Can AI predict candidate potential?
Artificial intelligence is changing the way we recruit across almost all categories of hires. We know that the technology can improve success in acquiring candidates, but can it go further, predicting candidate potential?
Driven by data
AI is fueled by data: The more information you give it, the more it can tell you. But, as with all technology, it's only as smart as the data it has. So the better the information you give it, the better the results.
AI looks for patterns and makes assumptions based on its findings. Where a person's instinct, for example, tells them a candidate's body language shows their confidence and self-assurance, the majority of AI, at least today, can't make that that judgment.
"The interesting thing is that AI thinks differently from humans," Ben Reuveni, CEO and co-founder of Gloat told HR Dive via email, "so it can find patterns humans won't."
In its work, Gloat found army paramedics tend to go on to leading positions in tech, business or academia. "Unknowingly," he said, "the AI recognized properties of excellence and commitment in paramedics, although there is no obvious connection between first-aid skills and any the skills in the above fields."
And because people can reach conclusions the tech can't, AI and HR can complement each other. The best results come when algorithms are guided, Reuveni said. The algorithm can find recurring patterns not obvious to a human, but not all patterns are relevant. "If you came from Switzerland, it doesn't necessarily mean you will be fit for the cheese or clock industries," he explained. This is where human wisdom and intuition come into play.
What can it predict?
Once AI has the data it needs, there are a wealth of possibilities for HR. "AI selection tools can certainly find correlations between applicant characteristics and job performance, tenure, and other measures of workplace success," according Mark Girouard, labor and employment attorney at Nilan Johnson Lewis.
But those correlations don't necessarily mean a characteristic is important to a job. He cites an instance where data found high school lacrosse is highly correlated with positive performance ratings — not something most employers would consider a valid reason to hire.
The conclusions AI can extrapolate depend on the data it receives, but Girouard told HR Dive in an email that with enough data, AI tools can find statistical correlations between applicant characteristics and all kinds of things that can happen in the workplace. "For example," he said, "I've seen these tools used to 'predict' incidents of theft or other workplace misconduct, on-the-job injuries, and tardiness or absenteeism."
But data collection needs to be standardized, according to Madhu Narasa, CEO of Glider.ai. To accomplish this, he suggested standardizing the process that every candidate goes through, then gathering "collective intelligence about what factors predict high performance and longevity in the organization."

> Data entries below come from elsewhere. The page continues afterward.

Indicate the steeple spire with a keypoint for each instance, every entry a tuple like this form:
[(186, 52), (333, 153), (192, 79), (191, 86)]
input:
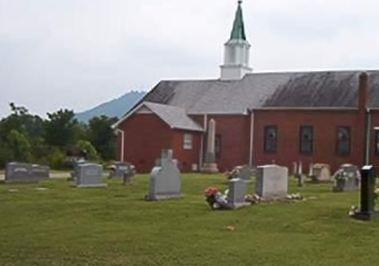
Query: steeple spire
[(238, 31), (236, 56)]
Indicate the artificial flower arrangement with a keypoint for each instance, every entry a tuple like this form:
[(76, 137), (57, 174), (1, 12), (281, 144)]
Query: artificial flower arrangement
[(215, 198)]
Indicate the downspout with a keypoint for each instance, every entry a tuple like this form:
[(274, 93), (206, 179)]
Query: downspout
[(122, 153), (368, 137), (251, 146), (365, 114), (202, 142)]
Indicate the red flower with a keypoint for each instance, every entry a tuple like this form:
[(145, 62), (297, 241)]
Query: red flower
[(211, 191)]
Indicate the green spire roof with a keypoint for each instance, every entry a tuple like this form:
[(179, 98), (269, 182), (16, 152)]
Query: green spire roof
[(238, 31)]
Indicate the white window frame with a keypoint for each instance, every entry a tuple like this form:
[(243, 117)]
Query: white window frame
[(187, 141)]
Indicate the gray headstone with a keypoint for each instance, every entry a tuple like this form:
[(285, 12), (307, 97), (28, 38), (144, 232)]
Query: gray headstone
[(272, 182), (237, 191), (347, 178), (89, 175), (40, 171), (120, 169), (165, 180), (321, 172), (24, 172)]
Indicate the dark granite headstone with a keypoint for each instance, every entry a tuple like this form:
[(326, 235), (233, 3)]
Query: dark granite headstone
[(89, 175), (165, 180), (24, 172)]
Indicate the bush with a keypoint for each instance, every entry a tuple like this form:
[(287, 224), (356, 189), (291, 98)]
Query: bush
[(57, 159), (92, 154)]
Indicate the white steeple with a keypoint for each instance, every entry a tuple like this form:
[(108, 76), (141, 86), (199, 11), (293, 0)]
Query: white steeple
[(236, 55)]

That way, AI can "see" these attributes and predict performance in a systematic way across all candidates. "Most organizations today don't follow such a data-driven process," he told HR Dive via email, "so leveraging AI in this [way] would not only help find candidates who fit a company better but would also improve the candidate experience."
To start, Narasa suggests employers begin with a "training" set and let the algorithms "learn" as they see more and more data. "The learning for process," he said, "involves calibrating the algorithms based on the features that were present in a candidate that excelled on the job."
Flipping the narrative
Humans have good intuition, and while computers may eventually catch up, they're not there yet, Matt Hendrickson, CEO of Ascendify told HR Dive.
That's why his team approaches the candidate potential question from a different direction, applying AI to augment decision-making. They're working to track which interviewers make good candidate prediction. Working backwards, they can discover which hiring rep can hone in successfully on technical capabilities, and which can identify potential leaders. Those data points can then be used to recommend interviewers for each position. It can even recommend training for recruiters in areas where they haven't excelled, he said.
It's a new way to use AI to enhance the decision-making process. "For many companies," Hendrickson said, "the best strategy is to augment decision making around defining what is successful in a particular role."
Mind the data gaps
AI can find patterns that are statistically valid, but totally irrelevant, the experts noted. And that's why HR needs to ask the right questions about any new tech.
"Left unchecked," Reuveni said, "some of those patterns can lead to unintended discrimination." For Gloat, that means working to ensure that AI only considers relevant properties in its conclusions. Skills, education and professional experience are included, but not gender, race or age. This has required a little creative thinking: "If your hobby outside of work is painting, our AI will mark it as skill," he said, "however golfing and skiing are not exactly skills and can indicate socioeconomic status: our AI won't take them under consideration in any way."
Girouard offered a similar warning: "AI tools can replicate, and magnify, existing disparities in a workplace." If the data an employer inputs, whether consciously or not, shows men are promoted more quickly than women, the AI tool may "learn" that men have more potential for growth and recommend hiring them more often. Employers will need to be vigilant not only to assure they're inputting data generically, but check rigorously to make sure the algorithm isn't making biased assumptions.
So the big question remains: Can AI predict success and even longevity? It's certainly getting there, but employers have to be mindful of these pitfalls. What's more, the human aspect of hiring doesn't look to be under threat of replacement any time soon.